After 14 minutes and 46 seconds of doing CrossFit, Elizabeth's heart rate was 220 beats per minute. After 14 minutes and 46 seconds on the treadmill running at six miles per hour, her heart rate was 190 beats per minute. In this case CrossFit has the edge.

Read more: http://www.wptv.com/dpp/news/health/crossfit-exercise-is-the-newest-form-of-exercise.-how-does-it-compare-to-time-on-the-treadmill%3F#ixzz1e3FyDGTB

22

wrote …

This is a great article and brings home the point that taking a reductionist approach to training can often lead to poor results.

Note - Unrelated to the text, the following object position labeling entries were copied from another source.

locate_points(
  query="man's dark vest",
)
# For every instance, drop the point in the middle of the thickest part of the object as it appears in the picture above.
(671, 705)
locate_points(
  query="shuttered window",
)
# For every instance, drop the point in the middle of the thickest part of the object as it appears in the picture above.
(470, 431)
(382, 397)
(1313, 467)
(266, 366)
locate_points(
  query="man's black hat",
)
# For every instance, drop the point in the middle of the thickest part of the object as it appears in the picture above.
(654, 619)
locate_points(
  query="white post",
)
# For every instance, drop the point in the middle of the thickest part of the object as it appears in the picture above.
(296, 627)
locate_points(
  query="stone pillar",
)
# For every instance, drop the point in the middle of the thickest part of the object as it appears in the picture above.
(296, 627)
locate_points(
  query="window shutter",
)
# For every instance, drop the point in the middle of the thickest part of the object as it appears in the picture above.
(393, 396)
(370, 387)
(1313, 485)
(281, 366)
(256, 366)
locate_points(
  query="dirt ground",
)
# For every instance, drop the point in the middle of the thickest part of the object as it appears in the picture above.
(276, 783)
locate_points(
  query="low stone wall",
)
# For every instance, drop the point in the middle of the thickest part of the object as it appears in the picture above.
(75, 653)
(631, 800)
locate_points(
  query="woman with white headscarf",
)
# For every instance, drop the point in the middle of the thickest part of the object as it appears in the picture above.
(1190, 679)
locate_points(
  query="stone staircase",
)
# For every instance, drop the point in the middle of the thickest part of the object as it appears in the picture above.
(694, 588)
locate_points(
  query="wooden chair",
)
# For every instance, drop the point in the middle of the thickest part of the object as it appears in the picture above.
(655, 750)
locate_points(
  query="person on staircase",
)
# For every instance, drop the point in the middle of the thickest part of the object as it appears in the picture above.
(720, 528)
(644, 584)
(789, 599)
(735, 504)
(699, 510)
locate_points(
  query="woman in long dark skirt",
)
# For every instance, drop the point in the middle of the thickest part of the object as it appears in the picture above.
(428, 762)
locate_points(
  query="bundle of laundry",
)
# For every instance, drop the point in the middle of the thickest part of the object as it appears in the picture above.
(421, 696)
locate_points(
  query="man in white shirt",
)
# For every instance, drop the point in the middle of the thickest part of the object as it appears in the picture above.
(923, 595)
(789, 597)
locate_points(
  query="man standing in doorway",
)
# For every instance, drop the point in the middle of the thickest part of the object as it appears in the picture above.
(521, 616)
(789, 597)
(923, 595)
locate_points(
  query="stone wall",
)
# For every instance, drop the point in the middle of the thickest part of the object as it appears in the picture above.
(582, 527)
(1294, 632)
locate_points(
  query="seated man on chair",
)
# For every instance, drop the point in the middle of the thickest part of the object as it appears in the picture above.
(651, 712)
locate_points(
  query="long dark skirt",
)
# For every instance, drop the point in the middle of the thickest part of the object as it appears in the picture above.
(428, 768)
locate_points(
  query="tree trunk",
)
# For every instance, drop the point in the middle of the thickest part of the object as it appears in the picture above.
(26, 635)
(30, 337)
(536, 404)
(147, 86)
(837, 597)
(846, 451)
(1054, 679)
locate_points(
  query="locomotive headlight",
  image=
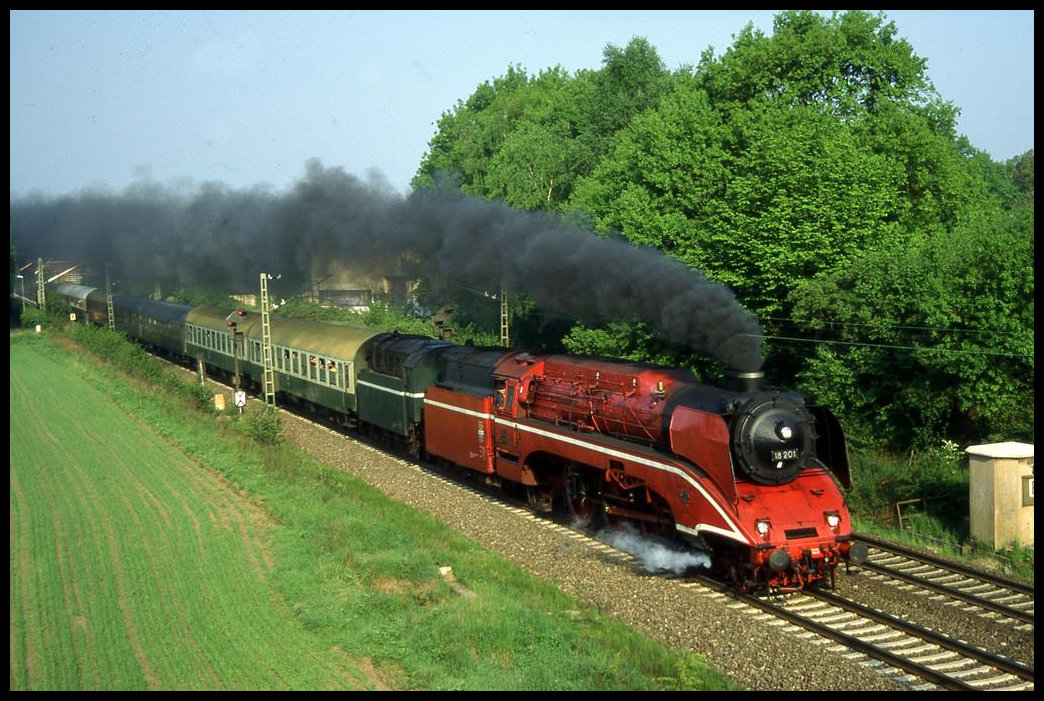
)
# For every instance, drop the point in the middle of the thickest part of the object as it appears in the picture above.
(833, 520)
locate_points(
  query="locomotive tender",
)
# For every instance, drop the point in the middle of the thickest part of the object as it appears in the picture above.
(748, 474)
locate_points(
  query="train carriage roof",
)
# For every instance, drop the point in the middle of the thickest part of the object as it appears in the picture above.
(319, 337)
(71, 290)
(153, 308)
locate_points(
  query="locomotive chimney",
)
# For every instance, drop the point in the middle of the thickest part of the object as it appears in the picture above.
(743, 381)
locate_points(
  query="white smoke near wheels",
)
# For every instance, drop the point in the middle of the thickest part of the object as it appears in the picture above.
(655, 556)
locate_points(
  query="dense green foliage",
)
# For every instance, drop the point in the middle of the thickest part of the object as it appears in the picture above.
(817, 173)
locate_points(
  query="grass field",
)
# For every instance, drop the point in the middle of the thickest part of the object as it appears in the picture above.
(132, 566)
(153, 547)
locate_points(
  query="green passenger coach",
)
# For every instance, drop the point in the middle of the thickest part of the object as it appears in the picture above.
(314, 363)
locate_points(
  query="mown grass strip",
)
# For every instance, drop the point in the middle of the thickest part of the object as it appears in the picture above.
(167, 551)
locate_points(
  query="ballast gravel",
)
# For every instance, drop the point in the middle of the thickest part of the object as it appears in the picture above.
(750, 649)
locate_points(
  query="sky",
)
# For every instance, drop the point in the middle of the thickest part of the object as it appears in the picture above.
(103, 99)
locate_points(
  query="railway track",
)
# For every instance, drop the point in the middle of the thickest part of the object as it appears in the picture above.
(990, 594)
(910, 653)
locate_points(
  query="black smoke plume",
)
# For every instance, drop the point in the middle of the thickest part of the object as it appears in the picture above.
(222, 239)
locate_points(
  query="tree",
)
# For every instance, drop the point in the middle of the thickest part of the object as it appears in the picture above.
(929, 339)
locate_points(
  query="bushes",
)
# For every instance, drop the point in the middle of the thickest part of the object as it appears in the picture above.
(265, 426)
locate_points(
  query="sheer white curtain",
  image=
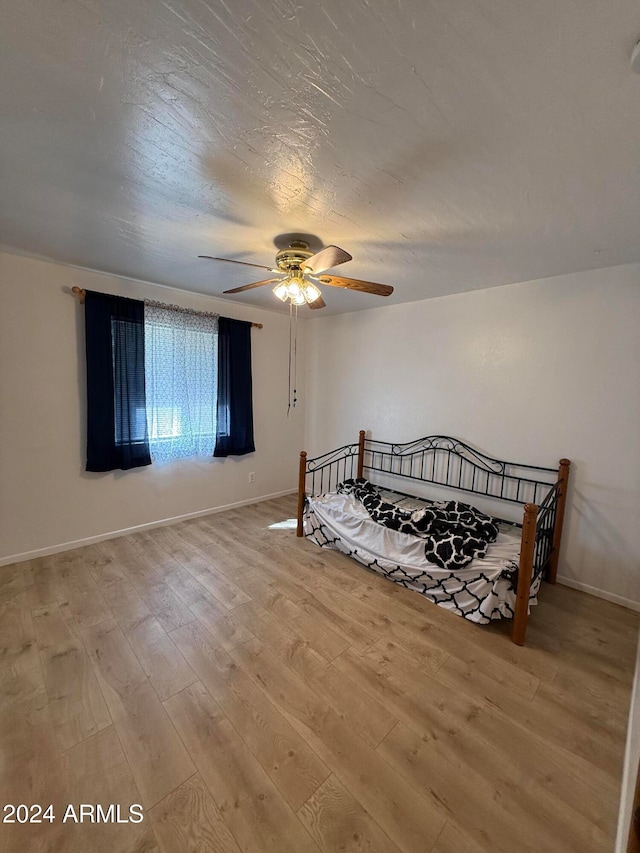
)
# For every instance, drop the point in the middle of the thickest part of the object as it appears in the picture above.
(181, 367)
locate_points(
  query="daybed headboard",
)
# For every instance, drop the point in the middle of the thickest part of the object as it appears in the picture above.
(448, 462)
(438, 459)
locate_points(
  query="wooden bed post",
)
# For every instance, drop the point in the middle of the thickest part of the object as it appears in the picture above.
(563, 480)
(302, 473)
(525, 571)
(361, 453)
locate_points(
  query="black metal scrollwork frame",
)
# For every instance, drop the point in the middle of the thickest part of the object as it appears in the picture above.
(449, 462)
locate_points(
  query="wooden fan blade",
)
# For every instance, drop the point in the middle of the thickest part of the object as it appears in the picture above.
(326, 258)
(318, 303)
(251, 286)
(356, 284)
(229, 261)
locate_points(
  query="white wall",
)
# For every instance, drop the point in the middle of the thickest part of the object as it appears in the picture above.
(46, 498)
(529, 372)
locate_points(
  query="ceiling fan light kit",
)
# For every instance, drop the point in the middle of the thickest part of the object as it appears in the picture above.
(297, 290)
(300, 267)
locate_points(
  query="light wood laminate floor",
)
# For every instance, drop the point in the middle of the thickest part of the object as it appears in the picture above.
(255, 693)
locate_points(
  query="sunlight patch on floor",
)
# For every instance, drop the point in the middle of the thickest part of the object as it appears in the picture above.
(288, 524)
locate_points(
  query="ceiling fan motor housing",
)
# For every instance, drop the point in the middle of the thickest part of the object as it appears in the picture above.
(291, 259)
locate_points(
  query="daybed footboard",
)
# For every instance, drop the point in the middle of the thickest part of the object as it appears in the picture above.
(445, 461)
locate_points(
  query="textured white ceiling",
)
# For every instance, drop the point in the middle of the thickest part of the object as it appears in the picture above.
(448, 145)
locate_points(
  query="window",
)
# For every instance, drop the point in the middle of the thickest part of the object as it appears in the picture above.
(164, 382)
(181, 370)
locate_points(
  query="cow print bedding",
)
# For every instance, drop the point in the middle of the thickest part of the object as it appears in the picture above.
(454, 533)
(481, 591)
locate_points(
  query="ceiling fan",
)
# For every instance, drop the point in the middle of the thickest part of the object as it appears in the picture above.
(303, 271)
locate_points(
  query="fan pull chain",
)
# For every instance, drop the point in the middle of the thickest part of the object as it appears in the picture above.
(290, 330)
(293, 359)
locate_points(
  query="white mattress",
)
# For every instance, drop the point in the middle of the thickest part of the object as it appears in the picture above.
(478, 592)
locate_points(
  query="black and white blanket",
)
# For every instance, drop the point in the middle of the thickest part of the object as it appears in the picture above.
(480, 591)
(454, 533)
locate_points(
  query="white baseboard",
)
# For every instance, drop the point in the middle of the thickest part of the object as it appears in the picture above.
(90, 540)
(600, 593)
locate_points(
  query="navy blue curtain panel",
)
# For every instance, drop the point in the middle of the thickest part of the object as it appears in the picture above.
(116, 406)
(235, 394)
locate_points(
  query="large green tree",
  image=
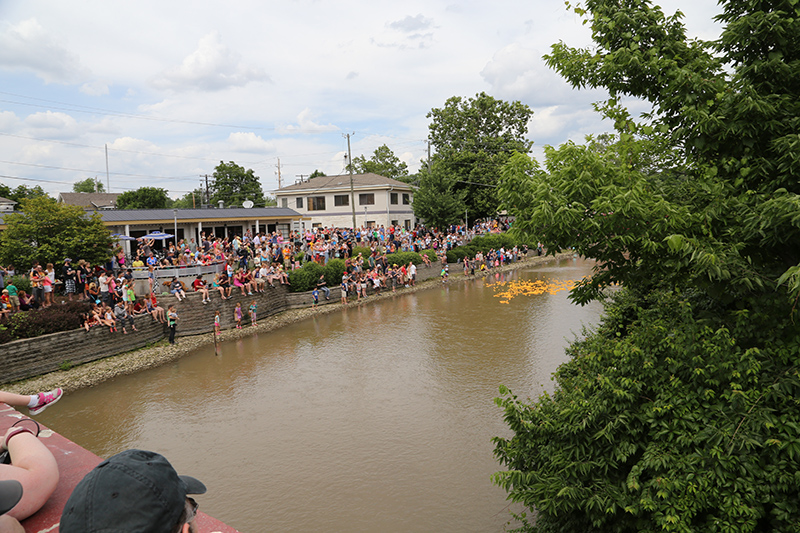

I strongly believe in knowing my heart rate zones and "RQ" (respiratory quotient)and using a heart rate monitor during competition when I know I will be exceeding my stored energy reserves... such as a half or full IM, 100km bike race, etc. I perform a VO2/VCO2 test on my clients so they know their heart rate zones for pacing and fueling requirements. Check out this link on Joe Friel's Blog (it is great for taking the guess work out of fueling and pacing)...
http://www.joefrielsblog.com/2010/10/fat-burners-and-sugar-burners.html

But when your doing CF and CFE training put the heart rate monitor away (unless it is a tempo day) and just crush your workouts.

Best,
Greg

23

wrote …

This article is ok, but really only touches the surface. What replaces MHR as a guide to intensity? In competitive cycling max watts per given heart rate are tracked with great results. The point with heart rate monitoring is to use it to learn about one's response to training. That old 220 minus your age has been known to be crap for many years, at least since the 80s for anyone of any sophistication. Heart rate repsonse to training is data. The point is to learn to use it in creative ways. One simple one: it is an excellent way to tell if you are dihydrated as increased heart rate is often a sign of dihydration. Like any fact heart rate needs to be interpreted to be useful.

24

wrote …

At a whopping 39 years old I recently had a stress test done. Now I should have stated that I have been doing crossfit since Sept 0f 2011 and proir to that I was just lifting weights with minimal cardio work. When I say crossfitting since Sept I should also say I dove in head firts and go 5 times a week and sometimes twice a day. All that said I know my cardio has a long way to go. The stress test however was funny to me. I forgot that I had the appointment and after finishing the morning WOD I stayed to do some additional squats. My legs gave out before my lungs did on the stress test. When I went back to see the Doc for the results he said my cardio level was borderline of what they consider and elite athlete. I laughed, pointed at the crossfit shirt I was wearing and said, "like the shirt says, forging elite fitness."